To give the start-up community in India a boost, the Reserve Bank of India on Tuesday announced regulatory relaxations supplementing the efforts of the government.
To give the start-up community in India a boost, the Reserve Bank of India on Tuesday announced regulatory relaxations supplementing the efforts of the government. On January 16, 2015 Prime Minister Narendra Modi had announced the 19-point action plan to boost the start-up industry. Governor Raghuram Rajan announced measures that would facilitate fund-raising and make the environment conducive for start-ups.
“There are variety of places where entrepreneurs have come to us and told us that they want some relaxations. We are sort of supporting the start-up process by making it easier to raise money often from abroad but also simplify(ing) the compliance with regulations including putting a lot of the forms online so that they really don’t have to go from pillar to post,” Rajan said in the policy press conference with media.
RBI will allow receipt of consideration in case transfer of ownership on deferred basis through escrow arrangement or indemnity arrangement for a period up to a period of 18 months.
In order to make documentation and reporting procedures simple, RBI will allow electronic reporting thereby eliminating the need of physical documentation from February 8, 2016. RBI will enable online submission of A2 form for outward remittances. The central bank has also put a penalty structure in place in case delayed reporting of Foreign Direct Investments. In addition, there are certain provisions under consideration which include access to loan under External Commercial Borrowing , issue of FDI instruments such as convertible loan instruments, and streamlining of overseas investments in start-ups.

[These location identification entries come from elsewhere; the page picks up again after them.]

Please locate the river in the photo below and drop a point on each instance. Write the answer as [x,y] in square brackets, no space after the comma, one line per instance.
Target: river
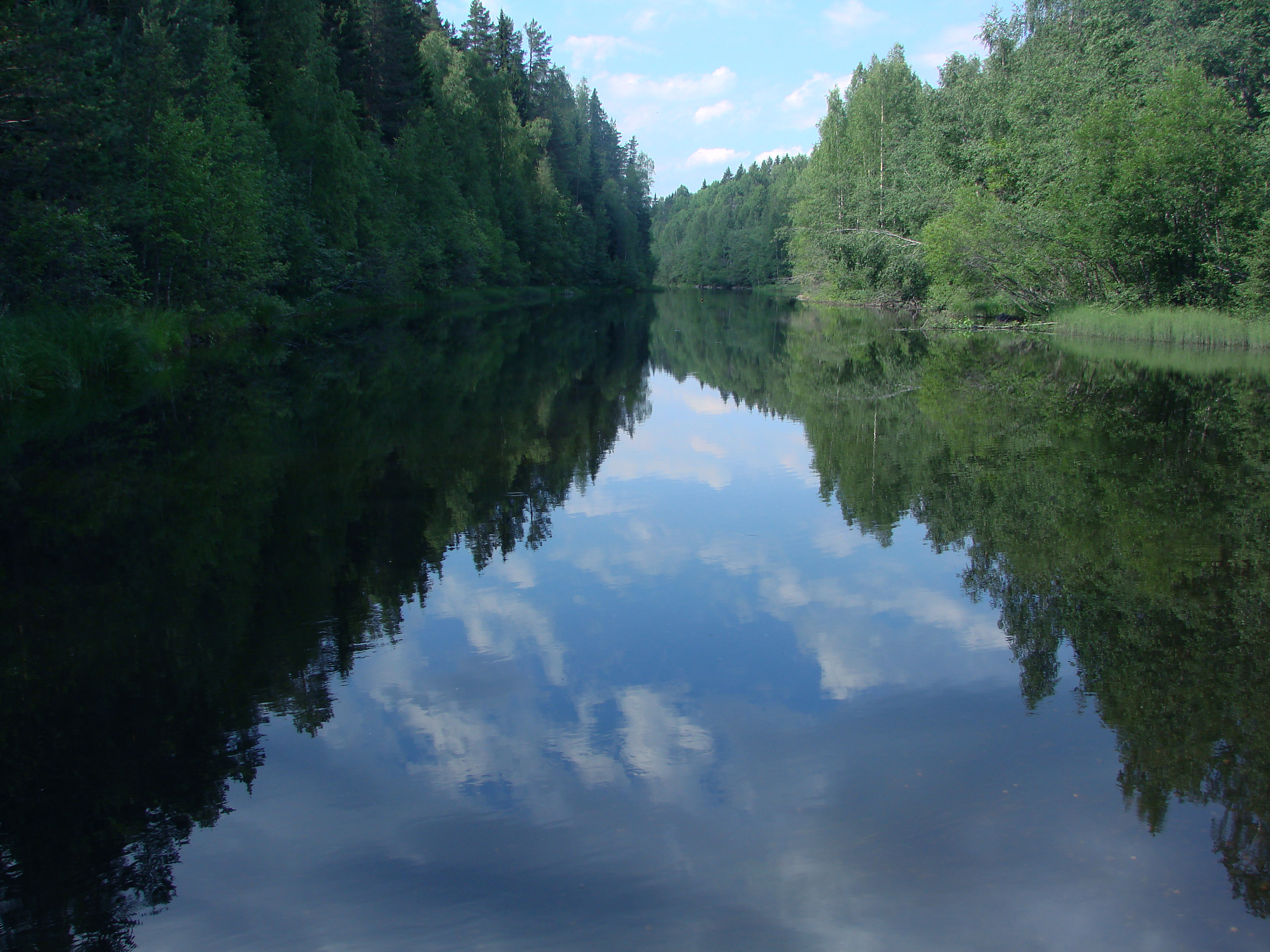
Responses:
[692,621]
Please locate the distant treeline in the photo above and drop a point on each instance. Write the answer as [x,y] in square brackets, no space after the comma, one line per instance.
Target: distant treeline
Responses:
[1101,152]
[211,152]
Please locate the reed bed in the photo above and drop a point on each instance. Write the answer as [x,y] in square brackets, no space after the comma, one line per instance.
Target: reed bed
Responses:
[1189,327]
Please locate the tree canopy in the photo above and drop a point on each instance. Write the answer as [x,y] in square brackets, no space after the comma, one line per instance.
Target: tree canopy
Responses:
[210,153]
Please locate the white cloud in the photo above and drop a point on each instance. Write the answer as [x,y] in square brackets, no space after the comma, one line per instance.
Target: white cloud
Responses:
[633,86]
[600,48]
[798,98]
[953,40]
[497,622]
[778,153]
[645,19]
[714,157]
[713,112]
[852,14]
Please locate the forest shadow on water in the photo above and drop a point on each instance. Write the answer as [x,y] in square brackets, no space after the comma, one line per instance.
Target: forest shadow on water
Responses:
[181,570]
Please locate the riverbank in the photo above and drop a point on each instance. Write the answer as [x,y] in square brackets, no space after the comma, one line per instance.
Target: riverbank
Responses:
[64,351]
[1165,325]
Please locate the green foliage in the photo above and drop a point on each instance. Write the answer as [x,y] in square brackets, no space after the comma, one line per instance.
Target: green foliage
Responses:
[732,233]
[1100,153]
[209,153]
[1166,327]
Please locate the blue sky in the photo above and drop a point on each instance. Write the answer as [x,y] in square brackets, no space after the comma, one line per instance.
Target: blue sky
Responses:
[705,84]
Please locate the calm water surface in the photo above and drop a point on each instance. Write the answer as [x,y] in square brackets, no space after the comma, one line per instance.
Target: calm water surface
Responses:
[685,624]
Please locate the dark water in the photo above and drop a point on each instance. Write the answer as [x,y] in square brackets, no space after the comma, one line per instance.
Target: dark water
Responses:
[672,624]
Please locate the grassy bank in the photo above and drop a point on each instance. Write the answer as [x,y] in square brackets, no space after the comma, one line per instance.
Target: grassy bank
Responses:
[1189,327]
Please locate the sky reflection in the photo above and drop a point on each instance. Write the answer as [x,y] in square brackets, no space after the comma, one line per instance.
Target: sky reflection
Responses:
[704,715]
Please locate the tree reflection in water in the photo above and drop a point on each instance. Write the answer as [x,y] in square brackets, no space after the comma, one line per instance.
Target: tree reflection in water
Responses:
[178,573]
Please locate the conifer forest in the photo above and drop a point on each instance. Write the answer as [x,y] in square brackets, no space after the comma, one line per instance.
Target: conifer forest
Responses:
[1101,152]
[216,153]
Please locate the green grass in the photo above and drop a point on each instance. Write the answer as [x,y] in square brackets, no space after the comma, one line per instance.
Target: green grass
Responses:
[55,351]
[1189,327]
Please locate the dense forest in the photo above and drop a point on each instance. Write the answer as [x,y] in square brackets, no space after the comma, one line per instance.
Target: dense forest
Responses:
[727,234]
[224,153]
[1100,152]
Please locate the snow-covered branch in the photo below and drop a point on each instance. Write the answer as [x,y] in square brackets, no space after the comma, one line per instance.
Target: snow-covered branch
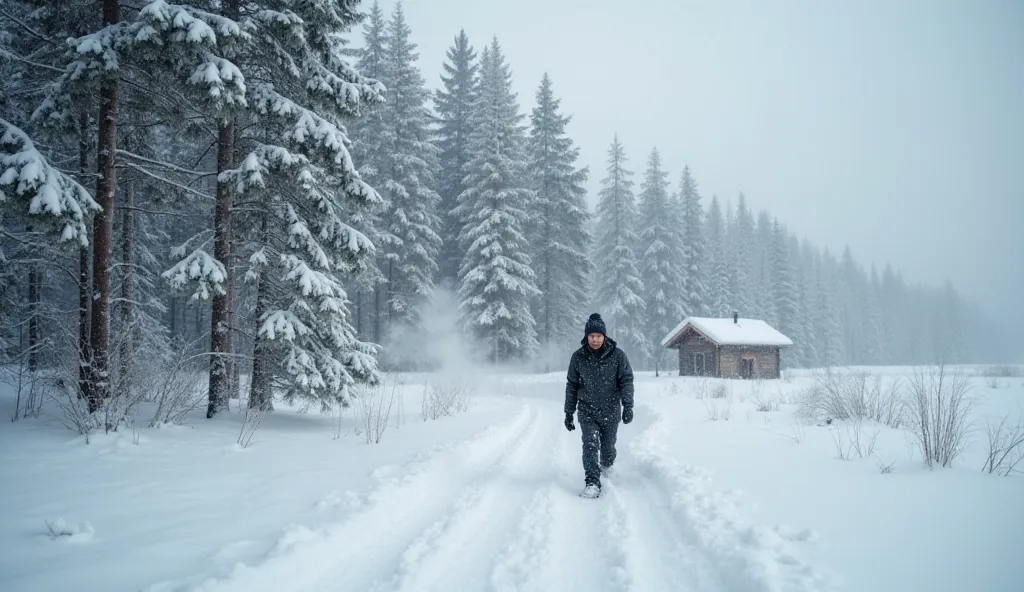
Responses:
[52,197]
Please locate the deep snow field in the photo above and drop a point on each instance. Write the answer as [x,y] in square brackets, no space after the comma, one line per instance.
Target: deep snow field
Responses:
[708,493]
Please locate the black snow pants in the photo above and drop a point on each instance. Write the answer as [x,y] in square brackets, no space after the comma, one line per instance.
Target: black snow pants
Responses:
[599,432]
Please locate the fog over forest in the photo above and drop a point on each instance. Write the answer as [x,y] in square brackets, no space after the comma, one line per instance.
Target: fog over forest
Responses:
[841,172]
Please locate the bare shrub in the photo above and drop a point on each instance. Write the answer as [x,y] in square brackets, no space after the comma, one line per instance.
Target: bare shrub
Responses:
[30,388]
[844,395]
[852,438]
[445,398]
[764,403]
[177,388]
[719,408]
[701,387]
[1006,447]
[373,407]
[1003,371]
[940,406]
[254,417]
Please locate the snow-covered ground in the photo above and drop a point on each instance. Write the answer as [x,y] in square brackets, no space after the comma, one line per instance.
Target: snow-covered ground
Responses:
[487,499]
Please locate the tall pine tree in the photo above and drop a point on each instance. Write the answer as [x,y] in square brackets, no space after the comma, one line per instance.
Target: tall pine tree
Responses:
[659,256]
[719,284]
[496,281]
[454,104]
[619,286]
[406,177]
[693,250]
[560,238]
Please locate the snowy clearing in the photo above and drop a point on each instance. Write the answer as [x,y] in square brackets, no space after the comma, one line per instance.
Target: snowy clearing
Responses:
[487,499]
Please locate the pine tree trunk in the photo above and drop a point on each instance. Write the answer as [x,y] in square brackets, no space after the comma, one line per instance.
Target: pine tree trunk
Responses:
[84,285]
[127,281]
[259,384]
[102,227]
[232,362]
[34,309]
[220,313]
[220,336]
[84,310]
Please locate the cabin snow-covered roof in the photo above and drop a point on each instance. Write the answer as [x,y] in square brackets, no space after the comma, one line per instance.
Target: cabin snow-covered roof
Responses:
[729,332]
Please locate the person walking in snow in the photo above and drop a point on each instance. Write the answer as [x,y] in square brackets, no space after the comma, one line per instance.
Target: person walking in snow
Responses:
[599,384]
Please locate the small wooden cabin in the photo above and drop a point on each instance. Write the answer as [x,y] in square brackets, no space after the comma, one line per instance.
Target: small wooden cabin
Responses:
[727,347]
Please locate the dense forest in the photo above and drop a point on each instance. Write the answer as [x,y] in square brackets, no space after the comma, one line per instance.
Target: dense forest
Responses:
[273,191]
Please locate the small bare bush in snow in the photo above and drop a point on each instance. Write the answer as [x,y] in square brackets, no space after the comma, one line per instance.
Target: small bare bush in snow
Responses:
[60,527]
[374,405]
[177,388]
[30,388]
[719,408]
[445,398]
[852,438]
[1006,447]
[940,406]
[254,417]
[1004,371]
[841,395]
[764,402]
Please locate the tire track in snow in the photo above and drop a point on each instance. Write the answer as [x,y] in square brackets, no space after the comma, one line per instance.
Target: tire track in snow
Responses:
[349,555]
[735,555]
[577,552]
[456,553]
[658,554]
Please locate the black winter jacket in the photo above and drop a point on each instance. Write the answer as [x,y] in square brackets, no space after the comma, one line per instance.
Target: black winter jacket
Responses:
[600,382]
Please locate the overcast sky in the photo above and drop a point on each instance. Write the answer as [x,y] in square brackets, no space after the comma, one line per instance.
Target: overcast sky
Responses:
[896,128]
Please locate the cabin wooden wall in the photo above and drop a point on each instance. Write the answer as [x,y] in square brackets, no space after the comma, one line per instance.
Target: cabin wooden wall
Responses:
[765,361]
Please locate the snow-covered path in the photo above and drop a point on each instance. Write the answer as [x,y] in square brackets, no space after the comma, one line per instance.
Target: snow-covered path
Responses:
[501,511]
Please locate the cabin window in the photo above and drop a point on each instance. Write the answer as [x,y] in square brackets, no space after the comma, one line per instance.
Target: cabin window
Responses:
[699,368]
[747,368]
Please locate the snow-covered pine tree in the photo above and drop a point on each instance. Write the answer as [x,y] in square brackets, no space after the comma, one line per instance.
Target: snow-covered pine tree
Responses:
[808,303]
[785,293]
[370,134]
[877,345]
[827,319]
[496,281]
[762,257]
[719,284]
[619,285]
[407,180]
[693,250]
[561,239]
[53,201]
[301,187]
[660,258]
[40,197]
[454,104]
[741,247]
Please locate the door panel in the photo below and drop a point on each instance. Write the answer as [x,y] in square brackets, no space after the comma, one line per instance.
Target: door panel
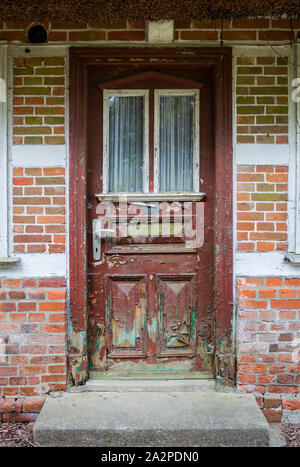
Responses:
[126,310]
[151,297]
[176,301]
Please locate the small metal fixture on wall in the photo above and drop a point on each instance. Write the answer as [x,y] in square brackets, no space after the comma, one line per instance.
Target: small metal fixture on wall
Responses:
[37,34]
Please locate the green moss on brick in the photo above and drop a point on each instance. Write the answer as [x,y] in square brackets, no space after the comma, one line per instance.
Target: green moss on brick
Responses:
[277,109]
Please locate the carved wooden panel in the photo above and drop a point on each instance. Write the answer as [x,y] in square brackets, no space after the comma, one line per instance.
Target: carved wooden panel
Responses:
[126,316]
[177,313]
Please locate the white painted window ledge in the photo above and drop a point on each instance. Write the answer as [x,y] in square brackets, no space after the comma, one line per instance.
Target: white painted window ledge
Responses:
[8,263]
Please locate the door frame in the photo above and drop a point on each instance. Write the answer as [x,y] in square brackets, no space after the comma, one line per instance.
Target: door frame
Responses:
[221,60]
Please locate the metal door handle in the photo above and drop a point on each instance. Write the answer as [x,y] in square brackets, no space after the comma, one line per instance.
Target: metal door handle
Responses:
[97,231]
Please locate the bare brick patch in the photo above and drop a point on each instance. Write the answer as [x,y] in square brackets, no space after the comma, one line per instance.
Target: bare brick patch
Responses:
[268,342]
[39,210]
[33,331]
[262,208]
[39,100]
[262,100]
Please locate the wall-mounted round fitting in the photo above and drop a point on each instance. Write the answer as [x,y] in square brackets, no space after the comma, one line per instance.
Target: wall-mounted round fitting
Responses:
[37,34]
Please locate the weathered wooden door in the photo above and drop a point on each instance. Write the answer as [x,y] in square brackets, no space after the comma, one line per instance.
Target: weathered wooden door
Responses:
[150,228]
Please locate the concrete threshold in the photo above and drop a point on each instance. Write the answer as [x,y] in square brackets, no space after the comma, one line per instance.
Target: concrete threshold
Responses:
[152,418]
[146,385]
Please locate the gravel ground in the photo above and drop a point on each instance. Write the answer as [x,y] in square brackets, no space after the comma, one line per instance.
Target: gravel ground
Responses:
[292,435]
[20,435]
[16,435]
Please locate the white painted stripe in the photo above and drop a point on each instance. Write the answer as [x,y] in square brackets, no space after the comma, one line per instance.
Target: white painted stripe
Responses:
[264,264]
[43,155]
[262,154]
[38,265]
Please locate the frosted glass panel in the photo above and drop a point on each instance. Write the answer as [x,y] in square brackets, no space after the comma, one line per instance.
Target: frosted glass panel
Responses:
[126,143]
[176,143]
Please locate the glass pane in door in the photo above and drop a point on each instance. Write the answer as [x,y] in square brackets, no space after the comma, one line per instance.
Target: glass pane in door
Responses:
[176,141]
[126,143]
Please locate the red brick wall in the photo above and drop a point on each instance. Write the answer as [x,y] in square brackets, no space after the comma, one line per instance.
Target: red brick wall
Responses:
[39,210]
[33,328]
[39,100]
[262,100]
[262,208]
[268,334]
[253,30]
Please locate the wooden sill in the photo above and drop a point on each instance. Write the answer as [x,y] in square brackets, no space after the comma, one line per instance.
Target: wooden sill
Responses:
[144,197]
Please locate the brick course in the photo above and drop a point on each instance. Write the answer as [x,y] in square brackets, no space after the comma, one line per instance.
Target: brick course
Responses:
[268,339]
[262,100]
[39,210]
[243,30]
[33,328]
[262,208]
[39,100]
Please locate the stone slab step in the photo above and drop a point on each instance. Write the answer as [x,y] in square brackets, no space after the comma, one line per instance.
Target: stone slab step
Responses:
[151,419]
[139,385]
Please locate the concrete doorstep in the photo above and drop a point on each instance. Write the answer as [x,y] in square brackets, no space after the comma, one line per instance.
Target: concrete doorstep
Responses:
[159,419]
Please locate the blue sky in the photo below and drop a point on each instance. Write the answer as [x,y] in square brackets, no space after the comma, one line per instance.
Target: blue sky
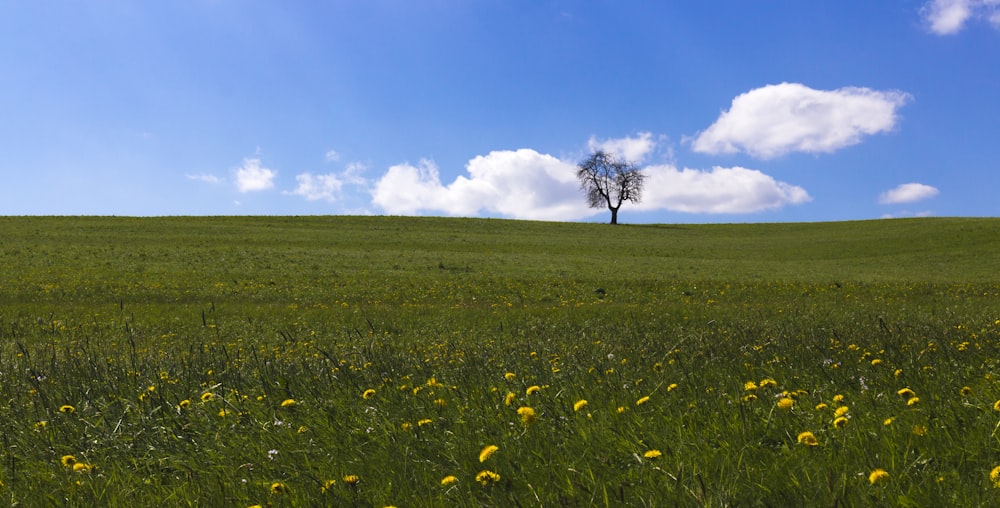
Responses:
[737,111]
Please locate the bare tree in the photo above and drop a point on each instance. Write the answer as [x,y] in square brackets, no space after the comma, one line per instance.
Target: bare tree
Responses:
[609,181]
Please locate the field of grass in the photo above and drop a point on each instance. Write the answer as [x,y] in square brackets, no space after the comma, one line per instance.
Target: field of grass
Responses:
[376,361]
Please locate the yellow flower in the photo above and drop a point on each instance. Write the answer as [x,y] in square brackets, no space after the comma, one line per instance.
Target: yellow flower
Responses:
[807,438]
[486,476]
[877,476]
[527,415]
[509,398]
[487,451]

One of the largest barriers restricting the growth and development of start-ups in India is lack of funding from foreign venture capitalists. According to a report by CB Insights and KPMG International, venture capitalists funding in India dropped by $ 600 million during October-December in 2015 to $ 1.51 billion.
RBI’s initiatives are expected to help start-ups to raise funds from foreign venture capitalists irrespective of the sector they are operating in. Under the Start-up India action plan, the government will exempt entrepreneurs and VCs from capital gains taxes on sales of company’s assets.
Harish HV, partner at Grant Thornton India LLP said, “initiatives about ease of doing business are a very welcome step. We look forward to further relaxations around convertible notes as promised. These steps together with the Start-up action plan and more initiatives expected from the Ministry of Corporate Affairs and of course the budget, should help the cause of the Stay In India and creating value in India.”
Amarjeet Singh, partner – tax at KPMG in India said, “proposals like permitting start up to access ECB, issuance of innovative FDI instruments etc, which are under consideration , if goes through will improve investor participation and also help start-ups to raise capital at low cost.”
At the Start-up India, Stand-Up India event on January 16, 2016, entrepreneurs shared their grievances when filing approval for the business with the government and the regulatory roadblocks in the way but the Prime Minister’s Start-up India action plan announced later that evening and recent initiatives from the central bank are expected to relieve some pressure off their shoulders and provide the much needs boost to the start-up industry in India.